Lorsque nous arrivâmes, Grégoire et moi, Il errait dans sa chambre, d'un mur à l'autre, une protection dépassant allègrement de son pantalon de pyjama. Il parlait sans cesse... des borborygmes d'où parfois quelques mots compréhensibles mais incohérents s'échappaient. Mes yeux croisèrent ceux de Monsieur Parfait ; j'y lus une profonde détresse...

Aller vers Lui et l'embrasser pour lui dire bonjour me coûta... Je pris soin de rentrer mes lèvres au maximum afin d'effleurer seulement ses joues des miennes ; il se relevait d'une gastro. Il salua Grégoire ne remarquant même pas son plâtre. La Reine Mère le souligna à haute voix. Il lui répliqua de son ton acerbe, identique à celui avec lequel il s'adressait à moi, en temps normal : "mais que crois-tu ? je suis au courant !", puis il repartit dans sa découverte des murs.

Mes yeux n'étaient pas assez grands pour tout voir...

Il se mit à nous tenir un discours circonstancié sur l'ouverture de l'angle de la porte... regrettant que les électriciens n'aient pas fait leur travail correctement. Grégoire, de toute sa nonchalance d'ado, regardait par la fenêtre, les yeux dans le vague. Je souhaitais que son cerveau soit lui aussi perdu dans le vague...

Parfois, un sourire s'esquissait sur mon visage que je tentais de réprimer autant que faire se peut.

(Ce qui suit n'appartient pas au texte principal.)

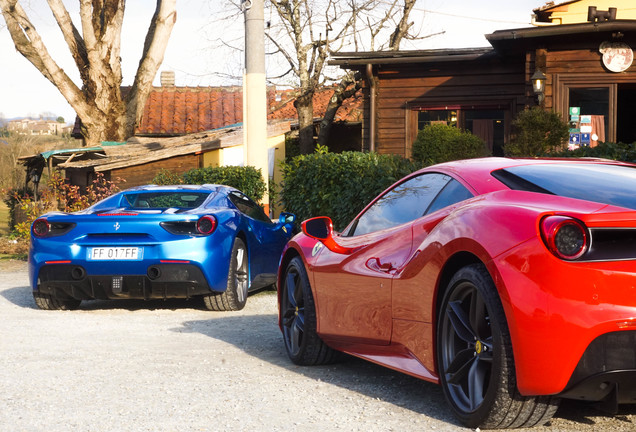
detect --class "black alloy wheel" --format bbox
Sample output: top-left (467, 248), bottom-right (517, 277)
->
top-left (280, 256), bottom-right (338, 365)
top-left (437, 264), bottom-right (559, 429)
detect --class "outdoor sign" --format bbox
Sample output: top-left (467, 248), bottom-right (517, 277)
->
top-left (569, 133), bottom-right (580, 146)
top-left (569, 107), bottom-right (580, 122)
top-left (581, 133), bottom-right (591, 145)
top-left (599, 41), bottom-right (634, 73)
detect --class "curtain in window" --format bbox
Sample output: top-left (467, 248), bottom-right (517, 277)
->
top-left (472, 119), bottom-right (494, 152)
top-left (591, 115), bottom-right (605, 147)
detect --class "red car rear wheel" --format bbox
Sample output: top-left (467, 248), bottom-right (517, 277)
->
top-left (437, 264), bottom-right (559, 428)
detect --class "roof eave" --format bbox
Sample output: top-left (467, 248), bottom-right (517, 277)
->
top-left (329, 48), bottom-right (495, 68)
top-left (487, 20), bottom-right (636, 43)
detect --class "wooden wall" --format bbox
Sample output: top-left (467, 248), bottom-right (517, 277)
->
top-left (110, 154), bottom-right (201, 189)
top-left (366, 54), bottom-right (528, 157)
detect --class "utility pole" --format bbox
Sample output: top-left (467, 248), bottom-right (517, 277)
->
top-left (243, 0), bottom-right (269, 213)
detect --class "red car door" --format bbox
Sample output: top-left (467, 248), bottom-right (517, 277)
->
top-left (310, 173), bottom-right (461, 346)
top-left (312, 223), bottom-right (413, 345)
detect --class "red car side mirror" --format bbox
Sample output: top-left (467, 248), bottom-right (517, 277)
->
top-left (301, 216), bottom-right (352, 254)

Les soupirs de la Reine Mère étaient éloquents alors que Lui, insensible à tout, continuait à aller et venir, d'une prise à l'autre, d'un angle de pièce à l'autre. Il s'arrêta et nous fixa, nous demanda si notre grand voyage s'était bien passé. Il ne nous laissa pas le temps de répondre et repartit dans un examen minutieux d'un ballotin de chocolats, déchiffrant l'étiquette tant bien que mal et en conclut que ces câbles étaient trop courts en reposant le paquet.

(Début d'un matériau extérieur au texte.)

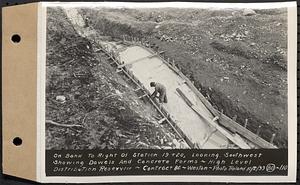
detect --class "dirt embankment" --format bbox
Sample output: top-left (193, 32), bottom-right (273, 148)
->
top-left (46, 8), bottom-right (179, 150)
top-left (82, 8), bottom-right (288, 148)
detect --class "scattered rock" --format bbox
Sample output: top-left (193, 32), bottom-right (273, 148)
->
top-left (243, 9), bottom-right (256, 16)
top-left (56, 95), bottom-right (66, 103)
top-left (160, 138), bottom-right (164, 145)
top-left (59, 38), bottom-right (66, 44)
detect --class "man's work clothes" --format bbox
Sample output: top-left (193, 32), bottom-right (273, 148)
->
top-left (151, 83), bottom-right (168, 103)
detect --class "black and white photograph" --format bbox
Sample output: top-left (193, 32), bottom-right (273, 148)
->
top-left (40, 1), bottom-right (296, 182)
top-left (1, 1), bottom-right (297, 183)
top-left (46, 3), bottom-right (288, 150)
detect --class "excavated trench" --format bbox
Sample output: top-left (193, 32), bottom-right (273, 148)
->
top-left (152, 41), bottom-right (285, 148)
top-left (63, 8), bottom-right (235, 149)
top-left (61, 7), bottom-right (286, 149)
top-left (78, 9), bottom-right (286, 148)
top-left (46, 7), bottom-right (186, 150)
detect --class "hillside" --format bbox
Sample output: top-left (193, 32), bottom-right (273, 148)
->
top-left (81, 7), bottom-right (288, 147)
top-left (46, 8), bottom-right (180, 149)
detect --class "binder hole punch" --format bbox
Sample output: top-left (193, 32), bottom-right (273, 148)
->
top-left (11, 34), bottom-right (21, 43)
top-left (13, 137), bottom-right (22, 146)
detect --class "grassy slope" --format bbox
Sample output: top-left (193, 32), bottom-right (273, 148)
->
top-left (83, 8), bottom-right (288, 147)
top-left (46, 8), bottom-right (178, 150)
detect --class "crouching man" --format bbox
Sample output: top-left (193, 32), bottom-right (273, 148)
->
top-left (150, 82), bottom-right (168, 103)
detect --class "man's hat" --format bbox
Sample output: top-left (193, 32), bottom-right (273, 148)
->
top-left (150, 82), bottom-right (155, 87)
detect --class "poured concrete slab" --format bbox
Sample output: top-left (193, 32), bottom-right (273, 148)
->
top-left (120, 46), bottom-right (229, 148)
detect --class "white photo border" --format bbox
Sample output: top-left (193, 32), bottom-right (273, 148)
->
top-left (36, 1), bottom-right (297, 183)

L'ambiance était surréaliste ; je limitais ma respiration au maximum, craignant l'éclat de rire à tout moment.

La Reine Mère décida qu'il était temps de partir. Je voyais mon calvaire prendre fin. Alors que nous nous préparions, il sortit de sa chambre et se dirigea vers une porte, au hasard. L'AMP qui se trouvait là nous expliqua que quelques heures auparavant, ils l'avaient trouvé couché dans le lit d'une autre pensionnaire, et que ça avait fait grand bruit lorsqu'elle avait voulu le ramener dans la sienne.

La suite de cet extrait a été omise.